8 Ball Zine Fair: Q&A with Lele Saveri — by Troy Kreiner

Q&A with the Romano photographer who has one foot in Milan and the other in New York, Lele Saveri, the brain behind Brooklyn’s 2012 – 8 Ball Zine Fair.



Lele’s first ‘zine’ fair was an effort to save his admired Brooklyn Grand Billiards, which has been kickin’ for the past seven years. On June 3rd, starting at 2pm, every pool table, providing just enough light, was filled with publications from publishers and bookstore like Hassla, JSBJ, Pau Wau Publications, Ed Varie, Hamburger Eyes, et al. The collaboration between Italian artist Maurizio Cattelan and Italian photographer Pierpaolo Ferrari creates Toilet Paper Magazine, they had their own pool table showing off their latest issue alongside some older–rare, sold out issues.


Across the way from the drop-off ‘zine’ table was the special edition ‘zine’-set with contributors Peter and Andrew Sutherland, Maggie Lee, Lele Saveri, Jesse Hlebo, Weirdo Dave, Miyako Bellizzi, et al. Across the tables there was an emphasis on photography. Slow walking, quick gleaning, flipping from back to front, frozen margaritas and french fries; all for sensational paper. The proceeds went to Grand Billiards. 8 o’clock rolled around and the regulars commenced.

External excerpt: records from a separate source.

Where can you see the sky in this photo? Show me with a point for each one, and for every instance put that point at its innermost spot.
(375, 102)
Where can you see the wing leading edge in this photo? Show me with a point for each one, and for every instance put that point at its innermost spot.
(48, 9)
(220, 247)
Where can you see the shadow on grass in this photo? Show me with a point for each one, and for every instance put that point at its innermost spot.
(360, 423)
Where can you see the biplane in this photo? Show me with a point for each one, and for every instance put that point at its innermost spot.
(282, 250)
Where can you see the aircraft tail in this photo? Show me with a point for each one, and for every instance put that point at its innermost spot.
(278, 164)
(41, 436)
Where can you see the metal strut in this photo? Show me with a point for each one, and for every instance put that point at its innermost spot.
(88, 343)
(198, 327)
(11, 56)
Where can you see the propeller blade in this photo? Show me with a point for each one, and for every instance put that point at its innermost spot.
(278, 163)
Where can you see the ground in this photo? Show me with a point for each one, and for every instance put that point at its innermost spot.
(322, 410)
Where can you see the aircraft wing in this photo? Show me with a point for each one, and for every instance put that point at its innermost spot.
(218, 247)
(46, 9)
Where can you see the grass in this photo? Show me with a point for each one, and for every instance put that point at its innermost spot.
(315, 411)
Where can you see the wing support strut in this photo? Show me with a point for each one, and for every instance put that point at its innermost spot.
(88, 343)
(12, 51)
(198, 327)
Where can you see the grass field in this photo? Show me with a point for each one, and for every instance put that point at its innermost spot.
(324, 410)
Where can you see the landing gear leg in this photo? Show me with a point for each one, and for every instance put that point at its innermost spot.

Why the name 8 Ball Zine fair?

FYI: its not a drug-related title. The name was a simple decision, we’ve been organizing parties in the pool-hall for about a year or so, and whenever someone was designing a flyer, we’ve asked to add an 8-ball- almost like a logo for the night. When we were choosing a name for the fair, that was the easiest.


What is a zine, what is a publication, what is the relationship between the two?

A Zine is a self-made publication which allows artists to show their work in whichever way they like– fast and in-expensive. A publication, whether it’s a book or some kind of a book-zine, its a collaboration between the artist and the publisher, someone who uses book-making to express his art. A Zine is more immediate, a publication is a step deeper.


Why did you choose the billiard hall for the 8 Ball Zine Fair?

I chose to have the 8-Ball Zine Fair at the billiard hall in order to help support the owners of the hall. In addition, the tables and the spot-lights worked perfectly for this purpose.


How where the vendors/distributors chosen for the 8 Ball Zine Fair?

I decided to go for publishers and bookstores that were one phone-call away. I only had 3 weeks to set everything up. I selected all the ones that mostly represented the sense of DIY and were the most “pure” and “true” to the artists and their work.



Why did you include a public/drop off table for artists work?

Because that’s the real meaning of a Zine Fair – show people’s work through self-published Zines.


In a global context, what is significant about independent publishing?

I think independent publishers as oppose to the more established ones, have more freedom to express themselves. There’s more dialogue between the artist and the designer, which displays the work in the closest way possible to what’s in the artist’s heads, without being burdened by the rules that more mainstream publishers have.

Globally, we live in blog-land, where book-makers have to be as creative as possible to make their product as attractive as they can to survive. And I think that’s exciting.


How do you think the internet plays a role in events like 8 Ball Zine fair?

Internet was very helpful for us. People spread the word and made the event sound very interesting, even without knowing what was going to happen (this was my very first zine fair). It is important for many people to see and touch with their hands in person, especially the books and zines that they’ve only seen online. It was also very beautiful to see many people who I’ve noticed being very active on the internet- almost as if their web posts suddenly had taken a physical form.


Do you have any future plans for events like 8 Ball Zine fair?

We’re trying to do an independent record-fair, but we’ll see if we can keep the billiard  hall open long enough!


For a moment of projection, what would you like to say to the people who could not experience this event?

Make things and support other people who make things.